Dominic J. Cirillo, B.S., of the University of Iowa, Iowa City, and colleagues examined data from the Women's Health Initiative (WHI), which were two randomized, double-blind, placebo-controlled trials conducted at 40 U.S. clinical centers. The patient sample was 22,579 women aged 50 – 79 years without prior cholecystectomy (removal of the gallbladder). Women with hysterectomy were randomized to conjugated equine estrogens (CEE) or placebo (n=8,376). Women without hysterectomy were randomized to estrogen plus progestin (E+P, n=14,203).

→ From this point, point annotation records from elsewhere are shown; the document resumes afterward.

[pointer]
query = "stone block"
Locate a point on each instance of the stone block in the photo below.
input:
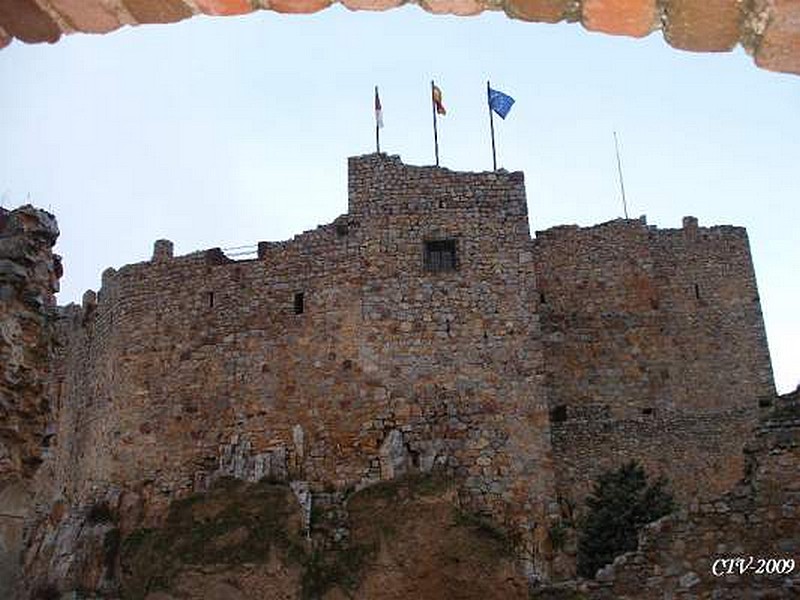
(90, 16)
(298, 6)
(547, 11)
(224, 7)
(635, 18)
(24, 20)
(779, 47)
(702, 25)
(453, 7)
(163, 11)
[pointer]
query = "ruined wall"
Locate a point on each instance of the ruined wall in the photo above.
(767, 29)
(655, 350)
(340, 358)
(29, 273)
(681, 554)
(183, 368)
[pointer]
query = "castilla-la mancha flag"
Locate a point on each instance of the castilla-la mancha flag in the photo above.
(437, 100)
(378, 111)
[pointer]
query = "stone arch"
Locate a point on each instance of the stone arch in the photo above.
(767, 29)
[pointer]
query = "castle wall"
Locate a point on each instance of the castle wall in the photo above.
(389, 368)
(352, 354)
(655, 350)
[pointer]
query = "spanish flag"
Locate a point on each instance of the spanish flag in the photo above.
(437, 100)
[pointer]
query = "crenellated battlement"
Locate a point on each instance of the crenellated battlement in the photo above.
(423, 330)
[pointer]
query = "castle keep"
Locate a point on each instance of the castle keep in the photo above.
(426, 329)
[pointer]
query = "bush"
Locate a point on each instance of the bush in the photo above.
(621, 502)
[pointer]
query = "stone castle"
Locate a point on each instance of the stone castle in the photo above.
(424, 330)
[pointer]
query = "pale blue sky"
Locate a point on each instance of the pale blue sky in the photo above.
(226, 131)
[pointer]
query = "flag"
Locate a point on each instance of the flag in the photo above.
(437, 100)
(500, 102)
(378, 111)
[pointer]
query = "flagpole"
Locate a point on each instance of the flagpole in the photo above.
(621, 182)
(491, 126)
(435, 131)
(377, 125)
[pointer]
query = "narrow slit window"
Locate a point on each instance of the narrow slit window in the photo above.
(440, 256)
(299, 303)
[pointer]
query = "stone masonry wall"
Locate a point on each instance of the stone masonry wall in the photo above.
(681, 555)
(655, 350)
(338, 359)
(184, 368)
(29, 273)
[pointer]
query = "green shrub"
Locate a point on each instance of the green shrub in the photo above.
(621, 502)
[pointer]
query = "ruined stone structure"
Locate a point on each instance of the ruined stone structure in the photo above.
(29, 273)
(424, 330)
(767, 29)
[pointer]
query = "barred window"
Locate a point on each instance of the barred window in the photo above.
(440, 256)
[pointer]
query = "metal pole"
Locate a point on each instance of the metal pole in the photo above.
(621, 182)
(435, 131)
(491, 127)
(377, 127)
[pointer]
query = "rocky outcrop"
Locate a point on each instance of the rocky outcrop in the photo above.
(767, 29)
(744, 544)
(29, 273)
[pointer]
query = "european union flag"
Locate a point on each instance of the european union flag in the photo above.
(500, 102)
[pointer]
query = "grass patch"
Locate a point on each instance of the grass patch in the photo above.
(408, 487)
(234, 523)
(487, 530)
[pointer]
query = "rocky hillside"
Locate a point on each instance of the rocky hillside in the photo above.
(29, 273)
(244, 541)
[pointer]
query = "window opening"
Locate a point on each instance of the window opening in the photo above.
(440, 256)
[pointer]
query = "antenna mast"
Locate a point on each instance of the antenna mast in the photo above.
(621, 182)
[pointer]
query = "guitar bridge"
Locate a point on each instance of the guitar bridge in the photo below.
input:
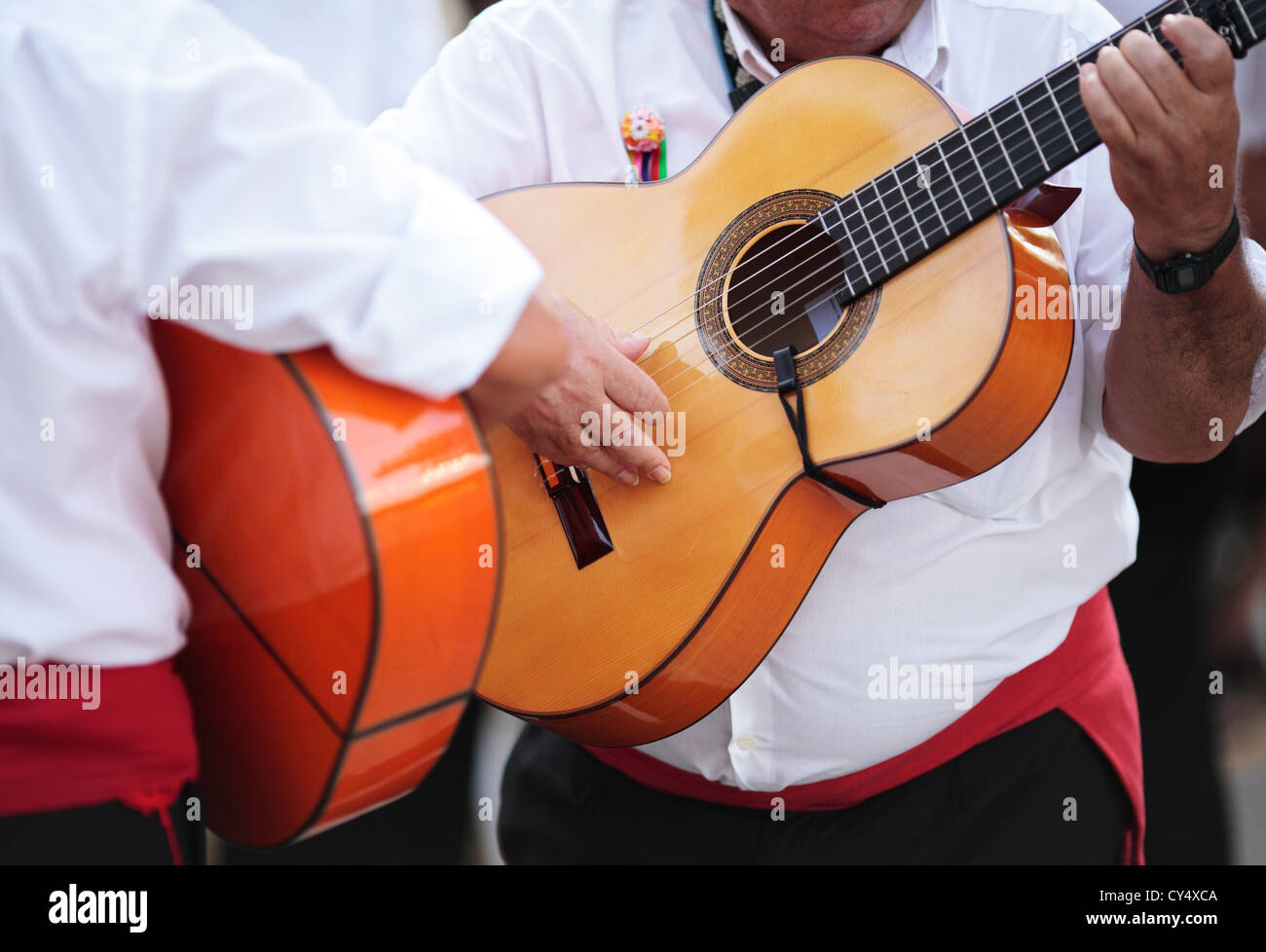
(577, 510)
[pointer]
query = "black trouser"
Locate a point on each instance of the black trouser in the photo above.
(1003, 801)
(100, 834)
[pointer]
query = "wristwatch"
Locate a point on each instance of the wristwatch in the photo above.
(1191, 270)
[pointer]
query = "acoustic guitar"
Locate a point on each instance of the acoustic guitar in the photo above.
(338, 543)
(831, 295)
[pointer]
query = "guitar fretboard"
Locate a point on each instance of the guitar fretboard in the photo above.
(994, 159)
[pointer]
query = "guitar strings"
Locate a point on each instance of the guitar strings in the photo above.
(1043, 127)
(908, 233)
(726, 345)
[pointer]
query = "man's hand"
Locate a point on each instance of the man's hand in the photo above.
(1178, 367)
(1165, 127)
(600, 370)
(533, 356)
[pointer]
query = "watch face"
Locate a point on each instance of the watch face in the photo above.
(1186, 276)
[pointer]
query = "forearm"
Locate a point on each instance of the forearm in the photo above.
(1178, 369)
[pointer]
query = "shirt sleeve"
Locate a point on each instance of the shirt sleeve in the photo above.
(472, 115)
(242, 173)
(1101, 270)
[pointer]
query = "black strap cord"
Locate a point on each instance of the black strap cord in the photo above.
(789, 383)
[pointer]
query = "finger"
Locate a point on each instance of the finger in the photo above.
(1109, 121)
(1163, 76)
(637, 450)
(604, 461)
(1206, 55)
(1131, 92)
(632, 346)
(629, 386)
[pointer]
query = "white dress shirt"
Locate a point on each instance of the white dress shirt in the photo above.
(986, 573)
(150, 142)
(368, 54)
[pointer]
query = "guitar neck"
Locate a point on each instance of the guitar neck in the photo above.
(990, 161)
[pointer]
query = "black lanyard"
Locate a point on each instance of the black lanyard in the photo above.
(742, 84)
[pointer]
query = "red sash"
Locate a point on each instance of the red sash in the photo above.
(1085, 677)
(135, 746)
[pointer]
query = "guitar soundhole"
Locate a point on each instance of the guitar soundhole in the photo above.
(771, 280)
(783, 291)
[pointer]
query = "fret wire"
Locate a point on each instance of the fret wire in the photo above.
(822, 223)
(1247, 21)
(1060, 113)
(1032, 134)
(931, 194)
(1003, 147)
(986, 150)
(1024, 114)
(971, 152)
(887, 215)
(952, 180)
(848, 231)
(869, 231)
(1017, 135)
(908, 205)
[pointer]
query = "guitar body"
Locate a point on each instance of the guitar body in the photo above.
(705, 572)
(341, 597)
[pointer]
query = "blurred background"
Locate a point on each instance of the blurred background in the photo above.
(1191, 609)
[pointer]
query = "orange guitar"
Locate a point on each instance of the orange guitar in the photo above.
(338, 542)
(831, 295)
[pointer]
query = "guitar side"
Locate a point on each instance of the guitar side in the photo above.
(341, 599)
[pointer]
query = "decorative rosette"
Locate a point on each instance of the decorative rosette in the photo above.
(642, 129)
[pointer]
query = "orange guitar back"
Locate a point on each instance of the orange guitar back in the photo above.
(338, 543)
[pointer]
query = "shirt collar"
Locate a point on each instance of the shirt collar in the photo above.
(922, 47)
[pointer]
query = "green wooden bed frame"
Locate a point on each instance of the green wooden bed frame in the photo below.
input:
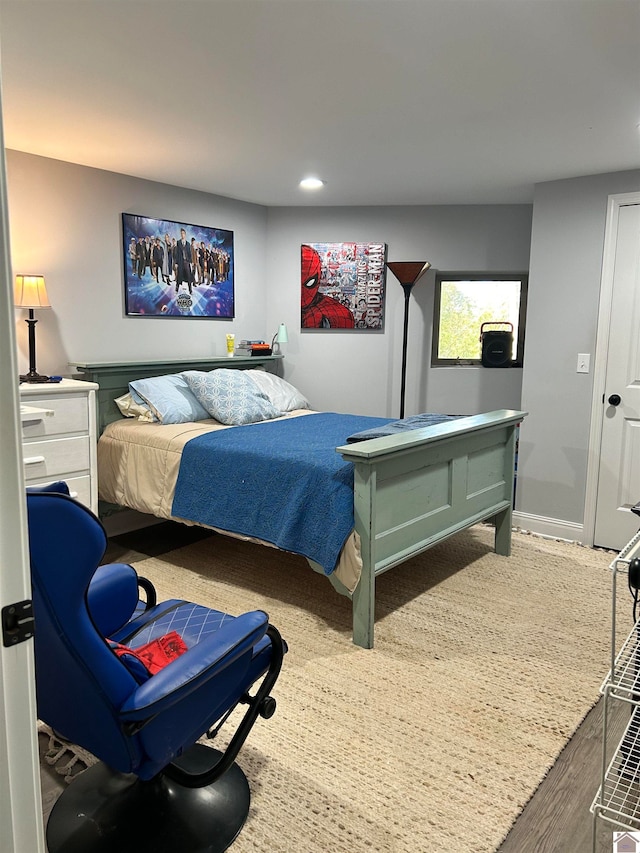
(411, 490)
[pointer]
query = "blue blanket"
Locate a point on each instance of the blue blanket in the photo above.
(279, 481)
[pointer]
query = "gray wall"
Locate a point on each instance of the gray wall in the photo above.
(360, 371)
(567, 243)
(65, 223)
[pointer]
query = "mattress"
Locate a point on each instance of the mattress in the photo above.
(138, 465)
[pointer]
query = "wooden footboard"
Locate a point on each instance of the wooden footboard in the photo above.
(420, 487)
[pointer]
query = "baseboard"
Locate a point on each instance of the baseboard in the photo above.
(127, 521)
(552, 528)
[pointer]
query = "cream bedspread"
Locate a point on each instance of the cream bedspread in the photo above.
(138, 466)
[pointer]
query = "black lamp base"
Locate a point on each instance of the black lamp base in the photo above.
(33, 377)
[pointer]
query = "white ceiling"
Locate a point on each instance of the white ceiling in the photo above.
(388, 101)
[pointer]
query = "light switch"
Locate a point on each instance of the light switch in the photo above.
(584, 360)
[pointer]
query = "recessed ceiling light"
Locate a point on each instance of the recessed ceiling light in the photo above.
(311, 183)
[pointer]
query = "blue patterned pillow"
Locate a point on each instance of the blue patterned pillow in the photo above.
(169, 398)
(230, 396)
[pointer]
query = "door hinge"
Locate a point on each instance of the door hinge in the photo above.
(17, 623)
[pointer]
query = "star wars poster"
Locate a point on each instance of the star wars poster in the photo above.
(173, 269)
(342, 286)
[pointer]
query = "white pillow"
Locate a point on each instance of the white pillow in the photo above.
(169, 398)
(230, 396)
(284, 396)
(131, 409)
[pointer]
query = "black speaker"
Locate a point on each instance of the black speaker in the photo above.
(497, 346)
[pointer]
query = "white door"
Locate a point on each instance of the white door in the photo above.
(618, 486)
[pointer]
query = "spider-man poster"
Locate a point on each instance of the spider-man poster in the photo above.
(342, 285)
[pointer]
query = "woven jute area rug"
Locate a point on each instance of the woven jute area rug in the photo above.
(434, 740)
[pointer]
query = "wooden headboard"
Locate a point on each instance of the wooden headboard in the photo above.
(114, 377)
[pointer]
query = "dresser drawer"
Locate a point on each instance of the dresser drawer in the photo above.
(79, 487)
(70, 414)
(46, 460)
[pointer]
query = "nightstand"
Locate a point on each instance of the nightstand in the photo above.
(59, 436)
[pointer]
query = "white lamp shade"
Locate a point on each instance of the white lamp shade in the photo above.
(30, 292)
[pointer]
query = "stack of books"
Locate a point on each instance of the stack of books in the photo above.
(246, 348)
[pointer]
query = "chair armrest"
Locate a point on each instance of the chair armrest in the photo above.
(196, 666)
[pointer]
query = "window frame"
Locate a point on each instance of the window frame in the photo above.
(522, 277)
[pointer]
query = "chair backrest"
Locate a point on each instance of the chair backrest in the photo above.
(80, 683)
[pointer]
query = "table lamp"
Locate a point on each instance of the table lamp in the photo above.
(30, 292)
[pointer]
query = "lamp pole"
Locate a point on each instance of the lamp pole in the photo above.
(407, 273)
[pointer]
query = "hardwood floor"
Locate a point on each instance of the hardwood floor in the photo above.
(556, 819)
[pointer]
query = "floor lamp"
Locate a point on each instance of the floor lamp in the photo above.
(407, 273)
(30, 292)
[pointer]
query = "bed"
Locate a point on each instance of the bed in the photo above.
(411, 489)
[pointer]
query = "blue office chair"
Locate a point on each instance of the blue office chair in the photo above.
(154, 789)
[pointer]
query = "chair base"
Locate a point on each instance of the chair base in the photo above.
(103, 811)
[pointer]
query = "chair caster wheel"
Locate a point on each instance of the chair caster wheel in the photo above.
(267, 707)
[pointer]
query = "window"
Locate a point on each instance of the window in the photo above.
(463, 302)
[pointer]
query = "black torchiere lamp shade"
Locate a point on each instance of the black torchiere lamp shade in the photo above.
(30, 292)
(407, 273)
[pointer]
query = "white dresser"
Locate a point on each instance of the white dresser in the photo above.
(59, 436)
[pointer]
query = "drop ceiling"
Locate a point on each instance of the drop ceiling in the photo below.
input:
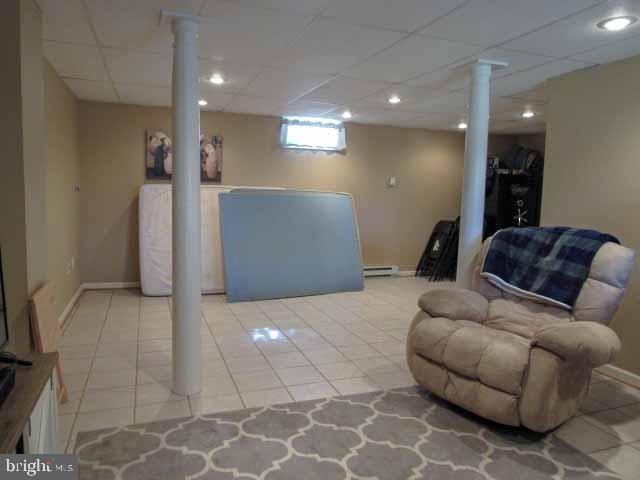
(320, 57)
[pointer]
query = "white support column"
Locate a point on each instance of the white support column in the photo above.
(475, 172)
(187, 351)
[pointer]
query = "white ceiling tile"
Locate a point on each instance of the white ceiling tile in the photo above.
(452, 103)
(538, 95)
(144, 95)
(375, 115)
(327, 46)
(284, 85)
(90, 90)
(236, 77)
(126, 66)
(491, 22)
(516, 127)
(611, 52)
(308, 109)
(514, 106)
(248, 36)
(402, 15)
(410, 58)
(343, 90)
(517, 61)
(434, 121)
(215, 100)
(409, 97)
(528, 79)
(299, 7)
(256, 105)
(446, 79)
(579, 32)
(76, 61)
(65, 22)
(135, 24)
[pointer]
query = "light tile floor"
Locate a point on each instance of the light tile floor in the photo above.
(116, 353)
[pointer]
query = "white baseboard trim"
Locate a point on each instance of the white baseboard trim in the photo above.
(67, 310)
(91, 286)
(407, 273)
(620, 374)
(109, 285)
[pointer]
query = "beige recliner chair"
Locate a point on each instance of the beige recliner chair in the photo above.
(513, 360)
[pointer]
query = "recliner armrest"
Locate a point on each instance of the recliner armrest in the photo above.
(455, 304)
(588, 342)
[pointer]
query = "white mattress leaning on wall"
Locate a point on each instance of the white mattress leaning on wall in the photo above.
(155, 238)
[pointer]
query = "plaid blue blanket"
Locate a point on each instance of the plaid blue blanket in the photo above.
(548, 263)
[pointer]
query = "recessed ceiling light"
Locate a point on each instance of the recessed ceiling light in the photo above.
(216, 79)
(616, 24)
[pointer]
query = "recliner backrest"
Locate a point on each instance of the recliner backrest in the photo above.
(601, 293)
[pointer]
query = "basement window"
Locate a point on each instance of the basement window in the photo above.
(312, 134)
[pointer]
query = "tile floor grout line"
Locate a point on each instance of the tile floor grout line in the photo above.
(86, 382)
(224, 360)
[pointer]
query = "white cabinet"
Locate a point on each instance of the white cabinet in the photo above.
(40, 433)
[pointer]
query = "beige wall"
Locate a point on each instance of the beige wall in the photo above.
(12, 205)
(394, 223)
(63, 197)
(592, 169)
(33, 133)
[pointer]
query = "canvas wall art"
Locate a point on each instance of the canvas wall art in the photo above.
(159, 156)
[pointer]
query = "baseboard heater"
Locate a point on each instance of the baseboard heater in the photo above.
(381, 271)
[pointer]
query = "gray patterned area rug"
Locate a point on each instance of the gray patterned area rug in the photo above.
(391, 435)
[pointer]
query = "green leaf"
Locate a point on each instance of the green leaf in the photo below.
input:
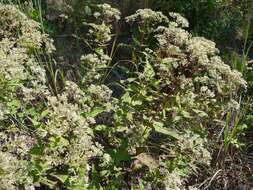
(147, 160)
(126, 98)
(148, 70)
(158, 126)
(95, 111)
(101, 128)
(62, 178)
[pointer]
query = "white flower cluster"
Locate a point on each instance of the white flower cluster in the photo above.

Cholelithiasis (gallstones in the gallbladder) is estimated to affect between 10 percent and 15 percent of the U.S. population, with one million new diagnoses yearly. Researchers conducted this study to determine the effect of estrogen therapy in postmenopausal women on gallbladder disease outcomes.
The researchers found that both trials showed greater risk of any gallbladder disease or surgery with estrogen: 67 percent increased risk with use of CEE; 59 percent increased risk with use of E + P. Both trials indicated a higher risk for cholecystitis (inflammation of the gallbladder): 80 percent increased risk with CEE; 54 percent increased risk with E + P; and for cholelithiasis, a 86 percent greater risk with CEE; a 68 percent increased risk for estrogen users.
Among women with hysterectomy, CEE contributed to 31 excess events per 10,000 women annually. E + P contributed to an excess of 20 events per 10,000 women annually.
(JAMA. 2005;293:330-339. Available post-embargo at JAMA.com)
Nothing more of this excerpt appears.